Hi, I was wondering if anyone from northern new jersey or eastern pa had the dates of the 5 plowable snow storms we had in December.

Thanks.


----------



## JRDabs (Jun 8, 2003)

*NJ Dec Snow's*

Dec 3-4
Dec 5-6
Dec 9th
Dec 15-16
Dec 23rd Icing
Dec 31 Icing
You can goto www.accuweather.com and get the historical data.


----------



## JPMAKO (Dec 10, 2003)

December of 2005?
I only remember 2 events. Where in Northern NJ are You?


----------



## JRDabs (Jun 8, 2003)

The Dates I gave are for the events throughout the state.
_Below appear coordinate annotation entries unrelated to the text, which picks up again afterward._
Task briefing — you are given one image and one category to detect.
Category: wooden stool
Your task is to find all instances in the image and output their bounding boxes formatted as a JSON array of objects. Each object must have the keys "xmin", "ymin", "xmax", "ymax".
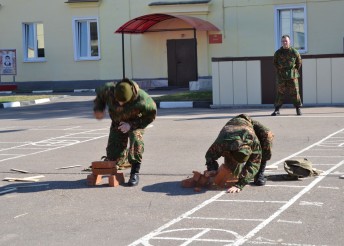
[{"xmin": 87, "ymin": 161, "xmax": 124, "ymax": 187}]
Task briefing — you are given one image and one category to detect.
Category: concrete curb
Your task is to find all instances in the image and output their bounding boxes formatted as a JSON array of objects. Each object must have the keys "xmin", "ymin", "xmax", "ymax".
[
  {"xmin": 0, "ymin": 89, "xmax": 211, "ymax": 109},
  {"xmin": 0, "ymin": 95, "xmax": 67, "ymax": 109}
]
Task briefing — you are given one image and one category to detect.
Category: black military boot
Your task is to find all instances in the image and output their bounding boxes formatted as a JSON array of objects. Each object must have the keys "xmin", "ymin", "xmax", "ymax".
[
  {"xmin": 206, "ymin": 161, "xmax": 219, "ymax": 171},
  {"xmin": 254, "ymin": 161, "xmax": 266, "ymax": 186},
  {"xmin": 128, "ymin": 163, "xmax": 141, "ymax": 186},
  {"xmin": 271, "ymin": 107, "xmax": 280, "ymax": 116}
]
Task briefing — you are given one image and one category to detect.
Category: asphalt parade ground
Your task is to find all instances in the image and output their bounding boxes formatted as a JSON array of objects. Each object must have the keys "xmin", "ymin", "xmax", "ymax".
[{"xmin": 0, "ymin": 93, "xmax": 344, "ymax": 246}]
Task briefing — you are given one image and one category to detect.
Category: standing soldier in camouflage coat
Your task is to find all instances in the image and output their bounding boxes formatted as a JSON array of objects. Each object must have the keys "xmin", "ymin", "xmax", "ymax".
[
  {"xmin": 271, "ymin": 35, "xmax": 302, "ymax": 116},
  {"xmin": 93, "ymin": 79, "xmax": 157, "ymax": 186},
  {"xmin": 205, "ymin": 114, "xmax": 273, "ymax": 193}
]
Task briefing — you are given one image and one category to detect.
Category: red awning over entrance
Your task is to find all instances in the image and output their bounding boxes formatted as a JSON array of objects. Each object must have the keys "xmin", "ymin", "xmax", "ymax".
[{"xmin": 115, "ymin": 14, "xmax": 220, "ymax": 34}]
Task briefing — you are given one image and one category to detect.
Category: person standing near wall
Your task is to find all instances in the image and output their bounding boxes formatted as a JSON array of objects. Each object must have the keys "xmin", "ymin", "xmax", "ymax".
[{"xmin": 271, "ymin": 35, "xmax": 302, "ymax": 116}]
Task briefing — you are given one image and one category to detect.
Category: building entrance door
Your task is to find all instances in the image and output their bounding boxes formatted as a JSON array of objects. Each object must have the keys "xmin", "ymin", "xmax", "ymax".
[{"xmin": 167, "ymin": 39, "xmax": 198, "ymax": 87}]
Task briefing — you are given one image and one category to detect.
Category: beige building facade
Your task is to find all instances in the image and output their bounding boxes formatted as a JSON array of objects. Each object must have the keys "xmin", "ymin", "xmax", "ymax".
[{"xmin": 0, "ymin": 0, "xmax": 344, "ymax": 106}]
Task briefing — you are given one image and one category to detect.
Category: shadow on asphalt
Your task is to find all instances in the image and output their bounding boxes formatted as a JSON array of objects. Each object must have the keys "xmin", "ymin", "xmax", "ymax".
[{"xmin": 142, "ymin": 181, "xmax": 206, "ymax": 196}]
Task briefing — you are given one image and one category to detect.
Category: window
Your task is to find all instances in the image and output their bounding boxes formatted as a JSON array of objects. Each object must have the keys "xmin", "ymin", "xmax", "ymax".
[
  {"xmin": 23, "ymin": 23, "xmax": 45, "ymax": 61},
  {"xmin": 73, "ymin": 18, "xmax": 100, "ymax": 61},
  {"xmin": 275, "ymin": 5, "xmax": 307, "ymax": 53}
]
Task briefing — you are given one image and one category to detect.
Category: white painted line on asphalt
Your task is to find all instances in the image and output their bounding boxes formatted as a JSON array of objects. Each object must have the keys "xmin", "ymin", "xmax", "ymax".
[
  {"xmin": 129, "ymin": 191, "xmax": 226, "ymax": 246},
  {"xmin": 214, "ymin": 199, "xmax": 287, "ymax": 203},
  {"xmin": 277, "ymin": 220, "xmax": 302, "ymax": 224},
  {"xmin": 318, "ymin": 185, "xmax": 339, "ymax": 190},
  {"xmin": 0, "ymin": 129, "xmax": 108, "ymax": 162},
  {"xmin": 2, "ymin": 102, "xmax": 20, "ymax": 108},
  {"xmin": 129, "ymin": 128, "xmax": 344, "ymax": 246},
  {"xmin": 32, "ymin": 90, "xmax": 53, "ymax": 94},
  {"xmin": 232, "ymin": 159, "xmax": 344, "ymax": 246},
  {"xmin": 185, "ymin": 216, "xmax": 264, "ymax": 221},
  {"xmin": 35, "ymin": 98, "xmax": 50, "ymax": 104},
  {"xmin": 265, "ymin": 184, "xmax": 306, "ymax": 188},
  {"xmin": 160, "ymin": 102, "xmax": 193, "ymax": 108}
]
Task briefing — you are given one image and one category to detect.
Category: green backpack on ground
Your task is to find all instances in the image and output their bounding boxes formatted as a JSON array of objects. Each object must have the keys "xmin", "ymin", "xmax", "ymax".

Not just NNJ.

JR
Lipinski Snow Services


----------



## JRDabs (Jun 8, 2003)

Long Island NY Dates

Dec 4
Dec 5-6
Dec 9
Dec 15-16
Dec 31


----------



## AintNoFun (Nov 26, 2003)

snow in NJ, what is this snow stuff your talking about... this winter is a joke


----------



## JRDabs (Jun 8, 2003)

Sell your seasonal contracts!!!! It's your insurance policy.


----------



## paponte (Oct 28, 2003)

JRDabs said:


> Sell your seasonal contracts!!!! It's your insurance policy.


Very hard to do lately JR, especially after a season like this one. It's almost like people don't want to even consider the chance that they can "lose" during a contract season.


----------



## JRDabs (Jun 8, 2003)

I totally agree that it will be difficult to sell next year. The past 3 years were ideal years to sell the seasonal contracts as the snowfall averages were above average. Most budgets for snow and ice management were blown. It cycles, just like everything else. Also, never sell a 1 year seasonal. Terms should always be minimum of 3 years.

Pray for snow!


----------



## paponte (Oct 28, 2003)

> Also, never sell a 1 year seasonal. Terms should always be minimum of 3 years.


Yes, I agree on that also. Which brings up another reason why they are hard to sell. A potential client doesn't really know the full potential of your outfit (other than what they have heard or have seen) and are most of the time Leary to sign for a long period. Also, what do you do in the case of a customer canceling before the end of the contract term?

I always try and sell a season first when on an estimate, and just continually get beat down. We have been finding lately that we can just about compete on a "per push" rate, as our prices are ALWAYS more... due to reasons that we all know. Any tips or pointers that you have encountered to selling more seasonal would be greatly appreciated. Thanks.


----------



## JRDabs (Jun 8, 2003)

No Doubt. The seasonal is the toughest to sell in our marketplace. When you are prospecting, try to get a feel for the customers accounting practices. If they are very budget concience, that is your opportunity to sell the seasonal. Not every customer is an ideal candidate for seasonal. If you have a difficult site, you may want to be very careful about bidding seasonal in that situation. Also remember when you have a seasonal contract, the customer will demeand a much higher level of service that if they were paying by the inch!!! Trust me on that one!  Make sure your proposal has that covered.


----------